Au-delà de ce pastiche et des quarante siècles de Bonaparte
aux grandes pyramides, C'est aussi toute la différence entre l'Histoire
des hommes et celle de la nature que nous entrevoyons : quarante siècles
quarante millions d'années...
Encore n'est-ce qu'un chapitre de ce prodigieux livre que nous pouvons feuilleter
ensemble. Feuilleter d'ailleurs au sens propre tout autant que figuré
car chaque strate, chaque feuillet est parfois le récit d'une saison,
et conserve l'empreinte, le souvenir d'une vie comme une fleur séchée
dans un très vieux livre.
Mais ce roman de la nature, nous le prenons longtemps après le premier
chapitre ; aussi comme dans un feuilleton, le plus prodigieux, faisons un
résumé des chapitres précédents.
2 000 m de sédiments...en 200 millions d'années
Il y a ... longtemps, plus de quatre milliards d'années, une planète se formait : la terre. A la fin du premier épisode, de la première ère géologique(ère primaire ou paléozoique- voir l'échelle des temps géologiques), l'affaissement du bassin parisien (qui ne portait pas encore ce nom et pour cause) produisit une vaste cuvette. C'était il y a deux cent cinquante millions d'années. Pendant le secondaire, des mers l'envahirent et y déposèrent 2000 mètres de sédiments pendant deux cents millions d'années:
Un empilement d'assiettes
Toutes les formations correspondantes sont disposées en bandes parallèles
et concentriques décroissant régulièrement d'altitude
en direction du centre : ce sont les auréoles périphériques
du Trias, du Jurassique et du Crétacé. C'est d'ailleurs à
10 km à peine de Cormeilles, à Saint-Denis que la sédimentation
atteint son épaisseur maximum et où l'emboîtement en cuvette
- auquel on a comparé l'empilement des étages est à son
maximum de dépression ; sous la charge colossale, le fond avait ployé
(phénomène de subsidence).
A la transition du secondaire et du tertiaire (cycle dano-montien) la mer,
venue de l'ouest, envahit progressivement une partie du territoire. C'est
alors le début d'un chassé-croisé mer,
golfe, lagune qui explique la grande complexité
de la région parisienne et la très grande irrégularité
des couches d'une même époque.
Début de la renommée de Cormeilles lorsque le gypse paraît
Nous arrivons ainsi au début visible de l'histoire de la
carrière de Cormeilles, il y a quarante millions d'années(à
l'Eocène). Il subsiste
alors un vaste golfe ou lagune où vont se concentrer gypse et marnes.

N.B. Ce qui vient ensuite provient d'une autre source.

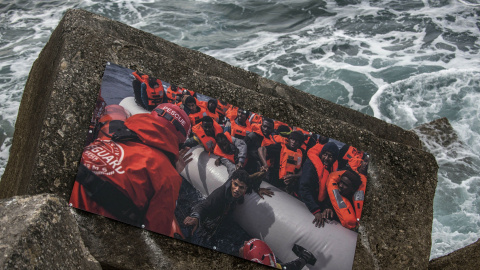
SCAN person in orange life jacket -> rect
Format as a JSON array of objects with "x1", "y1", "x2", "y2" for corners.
[
  {"x1": 183, "y1": 96, "x2": 207, "y2": 125},
  {"x1": 238, "y1": 238, "x2": 317, "y2": 270},
  {"x1": 338, "y1": 144, "x2": 363, "y2": 170},
  {"x1": 258, "y1": 131, "x2": 304, "y2": 194},
  {"x1": 298, "y1": 142, "x2": 338, "y2": 227},
  {"x1": 273, "y1": 125, "x2": 292, "y2": 144},
  {"x1": 183, "y1": 169, "x2": 253, "y2": 247},
  {"x1": 132, "y1": 71, "x2": 167, "y2": 111},
  {"x1": 213, "y1": 133, "x2": 247, "y2": 176},
  {"x1": 347, "y1": 152, "x2": 370, "y2": 222},
  {"x1": 315, "y1": 134, "x2": 330, "y2": 145},
  {"x1": 245, "y1": 118, "x2": 276, "y2": 173},
  {"x1": 183, "y1": 116, "x2": 223, "y2": 153},
  {"x1": 204, "y1": 99, "x2": 220, "y2": 123},
  {"x1": 248, "y1": 113, "x2": 262, "y2": 124},
  {"x1": 70, "y1": 103, "x2": 191, "y2": 237},
  {"x1": 322, "y1": 170, "x2": 362, "y2": 229},
  {"x1": 223, "y1": 109, "x2": 252, "y2": 139}
]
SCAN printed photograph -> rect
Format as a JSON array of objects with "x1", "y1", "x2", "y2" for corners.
[{"x1": 70, "y1": 63, "x2": 369, "y2": 269}]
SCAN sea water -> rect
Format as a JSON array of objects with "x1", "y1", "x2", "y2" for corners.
[{"x1": 0, "y1": 0, "x2": 480, "y2": 258}]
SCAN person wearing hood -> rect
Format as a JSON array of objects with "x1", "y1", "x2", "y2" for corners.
[
  {"x1": 258, "y1": 131, "x2": 305, "y2": 196},
  {"x1": 299, "y1": 142, "x2": 338, "y2": 227},
  {"x1": 183, "y1": 169, "x2": 253, "y2": 247},
  {"x1": 70, "y1": 103, "x2": 191, "y2": 237}
]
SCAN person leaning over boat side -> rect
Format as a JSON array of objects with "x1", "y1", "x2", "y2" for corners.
[
  {"x1": 213, "y1": 132, "x2": 247, "y2": 176},
  {"x1": 258, "y1": 131, "x2": 304, "y2": 196},
  {"x1": 183, "y1": 169, "x2": 253, "y2": 247},
  {"x1": 223, "y1": 108, "x2": 252, "y2": 140},
  {"x1": 298, "y1": 142, "x2": 338, "y2": 227},
  {"x1": 183, "y1": 116, "x2": 223, "y2": 153},
  {"x1": 245, "y1": 118, "x2": 276, "y2": 173},
  {"x1": 70, "y1": 103, "x2": 191, "y2": 237},
  {"x1": 322, "y1": 170, "x2": 362, "y2": 229}
]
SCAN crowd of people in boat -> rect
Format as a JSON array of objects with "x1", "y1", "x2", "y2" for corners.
[{"x1": 70, "y1": 72, "x2": 369, "y2": 268}]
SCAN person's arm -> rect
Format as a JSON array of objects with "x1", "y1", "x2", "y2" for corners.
[
  {"x1": 232, "y1": 137, "x2": 247, "y2": 167},
  {"x1": 298, "y1": 160, "x2": 323, "y2": 227},
  {"x1": 258, "y1": 146, "x2": 268, "y2": 171},
  {"x1": 183, "y1": 135, "x2": 200, "y2": 148}
]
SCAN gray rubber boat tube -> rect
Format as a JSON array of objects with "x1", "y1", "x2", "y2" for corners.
[{"x1": 182, "y1": 147, "x2": 357, "y2": 269}]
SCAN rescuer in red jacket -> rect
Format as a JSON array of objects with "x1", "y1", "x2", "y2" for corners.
[{"x1": 70, "y1": 103, "x2": 190, "y2": 236}]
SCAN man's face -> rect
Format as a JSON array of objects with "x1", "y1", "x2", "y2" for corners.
[
  {"x1": 338, "y1": 176, "x2": 355, "y2": 198},
  {"x1": 288, "y1": 138, "x2": 301, "y2": 151},
  {"x1": 320, "y1": 151, "x2": 333, "y2": 168},
  {"x1": 217, "y1": 139, "x2": 230, "y2": 153},
  {"x1": 232, "y1": 179, "x2": 247, "y2": 199},
  {"x1": 207, "y1": 102, "x2": 217, "y2": 112},
  {"x1": 237, "y1": 110, "x2": 247, "y2": 124},
  {"x1": 185, "y1": 102, "x2": 197, "y2": 112},
  {"x1": 262, "y1": 121, "x2": 273, "y2": 137},
  {"x1": 358, "y1": 156, "x2": 370, "y2": 175},
  {"x1": 202, "y1": 122, "x2": 215, "y2": 137}
]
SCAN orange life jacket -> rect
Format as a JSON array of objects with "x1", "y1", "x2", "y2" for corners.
[
  {"x1": 132, "y1": 71, "x2": 164, "y2": 106},
  {"x1": 192, "y1": 122, "x2": 223, "y2": 153},
  {"x1": 327, "y1": 171, "x2": 363, "y2": 229},
  {"x1": 230, "y1": 120, "x2": 252, "y2": 139},
  {"x1": 216, "y1": 100, "x2": 231, "y2": 115},
  {"x1": 248, "y1": 113, "x2": 263, "y2": 124},
  {"x1": 225, "y1": 106, "x2": 238, "y2": 122},
  {"x1": 278, "y1": 145, "x2": 302, "y2": 179},
  {"x1": 273, "y1": 120, "x2": 292, "y2": 130},
  {"x1": 197, "y1": 100, "x2": 220, "y2": 123},
  {"x1": 251, "y1": 124, "x2": 277, "y2": 146},
  {"x1": 273, "y1": 135, "x2": 288, "y2": 145},
  {"x1": 166, "y1": 85, "x2": 182, "y2": 104},
  {"x1": 307, "y1": 143, "x2": 338, "y2": 172},
  {"x1": 342, "y1": 146, "x2": 363, "y2": 160},
  {"x1": 188, "y1": 108, "x2": 208, "y2": 125},
  {"x1": 213, "y1": 132, "x2": 235, "y2": 164}
]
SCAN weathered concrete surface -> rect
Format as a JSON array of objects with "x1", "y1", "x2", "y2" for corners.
[
  {"x1": 0, "y1": 194, "x2": 102, "y2": 269},
  {"x1": 0, "y1": 10, "x2": 437, "y2": 269},
  {"x1": 428, "y1": 240, "x2": 480, "y2": 270}
]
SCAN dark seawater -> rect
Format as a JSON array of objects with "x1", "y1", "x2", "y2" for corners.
[{"x1": 0, "y1": 0, "x2": 480, "y2": 258}]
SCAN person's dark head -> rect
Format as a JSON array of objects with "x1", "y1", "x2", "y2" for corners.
[
  {"x1": 207, "y1": 99, "x2": 218, "y2": 113},
  {"x1": 287, "y1": 131, "x2": 305, "y2": 151},
  {"x1": 320, "y1": 142, "x2": 338, "y2": 169},
  {"x1": 261, "y1": 117, "x2": 275, "y2": 137},
  {"x1": 237, "y1": 109, "x2": 250, "y2": 125},
  {"x1": 215, "y1": 133, "x2": 230, "y2": 153},
  {"x1": 202, "y1": 116, "x2": 215, "y2": 137},
  {"x1": 230, "y1": 169, "x2": 253, "y2": 199},
  {"x1": 318, "y1": 135, "x2": 329, "y2": 145},
  {"x1": 276, "y1": 125, "x2": 292, "y2": 137},
  {"x1": 358, "y1": 153, "x2": 370, "y2": 175},
  {"x1": 338, "y1": 170, "x2": 362, "y2": 198},
  {"x1": 185, "y1": 96, "x2": 197, "y2": 113}
]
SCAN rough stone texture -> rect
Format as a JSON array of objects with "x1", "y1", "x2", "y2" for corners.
[
  {"x1": 413, "y1": 117, "x2": 463, "y2": 148},
  {"x1": 0, "y1": 194, "x2": 102, "y2": 269},
  {"x1": 0, "y1": 10, "x2": 438, "y2": 269},
  {"x1": 428, "y1": 240, "x2": 480, "y2": 270}
]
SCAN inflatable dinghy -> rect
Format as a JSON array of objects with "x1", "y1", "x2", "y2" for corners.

C'est là aussi que débutera une enquête qui souleva
tant de polémiques.
C'est l'épisode Ludien. Il appartient au Bartonien supérieur
et verra le dépôt de toutes les couches de gypse et de marnes
qui nous intéressent.
Le principe même de. la sédimentation parait simple. L'évaporation
d'une eau chargée de sels va amener leur cristallisation. Mais comment
se fait-il que nous trouvions des bancs d'une pureté pratiquement totale
(à 97 %) alors que nous partons inévitablement de multiples
sels dissous Cela impose d'abord un milieu assez calme permettant une première
classification par différence de densité puis précipitation
par concentration provoquée par l'évaporation
de l'eau Il faut ensuite qu'un apport continu existe sinon tous les sels contenus
dan une tranche donnée se déposeraient le uns après les
autres en quelques dixième de millimètre.
Il faut aussi un temps énorme. Deux chiffres vont permettre de s'en
rendre compte
Evaporation probable 100 cm par an ==>1 000 m d'eau = 40 cm de gypse...
- L'évaporation annuelle dans la région de la mer Morte est
de 160 cm et l'on ne pense pas qu'elle ait dépassé 100 cm dans
cette région qui, à l'époque, était chaud mais
non aride.
- La quantité totale de gypse contenu dans la première masse,
actuellement exploitée est de 17 m de gypse pur protégé
par 30 m de marne.On ne peut alors qu'admirer le banc parfaitement homogène
de 17 mètres qui constitue la " Haute Masse
" de la carrière.
Cet épisode sera suivi du cycle stampien (ou oligocène) qui
verra le dépôt d'argile, de calcaire et des sables de Fontainebleau
qui couronnent la butte témoin de Cormeilles.
Car les dépôts vont encore se poursuivre pendant quelques millions
d'années. Le contre-coup du plissement alpin soulève de 50 à
60 mètres le bassin parisien. L'érosion fait son oeuvre de destruction.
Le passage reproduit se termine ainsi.